Plaintiff correctly notes that an affidavit opposing summary judgment "must be made on personal knowledge, set out facts that would be admissible in evidence, and show that the affiant is competent to testify on the matters stated." Fed.R.Civ.P. 56(e)(1). However, "at the summary judgment stage, evidence need not be submitted `in a form that would be admissible at trial.'" Argo v. Blue Cross and Blue Shield of Kansas, Inc., 452 F.3d 1193, 1199 (10th Cir. 2006) (quoting Celotex Corp. v. Catrett, 477 U.S. 317, 324 (1986)). For example, "parties may . . . submit affidavits in support of summary judgment, despite the fact that affidavits are often inadmissible at trial as hearsay, on the theory that the evidence may ultimately be presented at trial in an admissible form." Id. (citing Bryant v. Farmers Ins. Exch., 432 F.3d 1114, 1122 (10th Cir. 2005)). "Nonetheless, `the content or substance of the evidence must be admissible.'" Id. (quoting Thomas v. Int'l Bus. Machs., 48 F.3d 478, 485 (10th Cir. 1995)).
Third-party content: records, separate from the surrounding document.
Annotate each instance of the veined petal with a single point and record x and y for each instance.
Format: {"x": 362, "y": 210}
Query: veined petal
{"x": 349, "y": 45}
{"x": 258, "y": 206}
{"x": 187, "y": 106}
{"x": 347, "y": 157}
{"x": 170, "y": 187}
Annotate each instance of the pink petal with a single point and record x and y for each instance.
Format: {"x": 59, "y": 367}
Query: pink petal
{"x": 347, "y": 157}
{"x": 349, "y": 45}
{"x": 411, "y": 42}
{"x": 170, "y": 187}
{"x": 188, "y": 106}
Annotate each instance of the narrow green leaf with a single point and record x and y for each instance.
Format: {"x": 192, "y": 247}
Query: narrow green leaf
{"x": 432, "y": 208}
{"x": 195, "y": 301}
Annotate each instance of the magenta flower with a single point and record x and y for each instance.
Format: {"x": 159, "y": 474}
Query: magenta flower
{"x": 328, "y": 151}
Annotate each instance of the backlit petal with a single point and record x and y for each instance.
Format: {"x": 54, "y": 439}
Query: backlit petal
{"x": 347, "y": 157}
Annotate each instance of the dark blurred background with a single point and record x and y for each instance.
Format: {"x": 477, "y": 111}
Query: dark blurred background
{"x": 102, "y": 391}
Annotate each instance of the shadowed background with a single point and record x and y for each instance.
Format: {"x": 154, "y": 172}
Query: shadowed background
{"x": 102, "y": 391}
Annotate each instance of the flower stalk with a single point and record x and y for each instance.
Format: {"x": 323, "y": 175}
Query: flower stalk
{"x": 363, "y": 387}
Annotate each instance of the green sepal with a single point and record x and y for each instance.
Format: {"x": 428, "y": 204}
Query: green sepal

Plaintiff seeks to strike the portions of the affidavits and answers to interrogatories because the affiants lack personal knowledge, and the statements are either irrelevant or contain hearsay. However, Plaintiff fails to explain why the affiants, in his opinion, lack personal knowledge about their own impressions, opinions, and beliefs. Also, he fails to explain why statements regarding his employment are irrelevant to his employment termination suit. The documents he challenged exclusively discuss Plaintiff as an employee and Plaintiff's termination; there is no question but that such information is relevant in this case.
Contrary to Plaintiff's assertion, each of the challenged documents complies with Fed.R.Civ.P. 56(e)(1). Even though some passages contained hearsay and other statements that might not be admissible at trial, the Court has not considered the hearsay and other non-admissible evidence in ruling on these motions.
Conclusion
Pursuant to the foregoing, the Defendants' motions for summary judgment will be GRANTED. Plaintiff's motions to strike will be DENIED.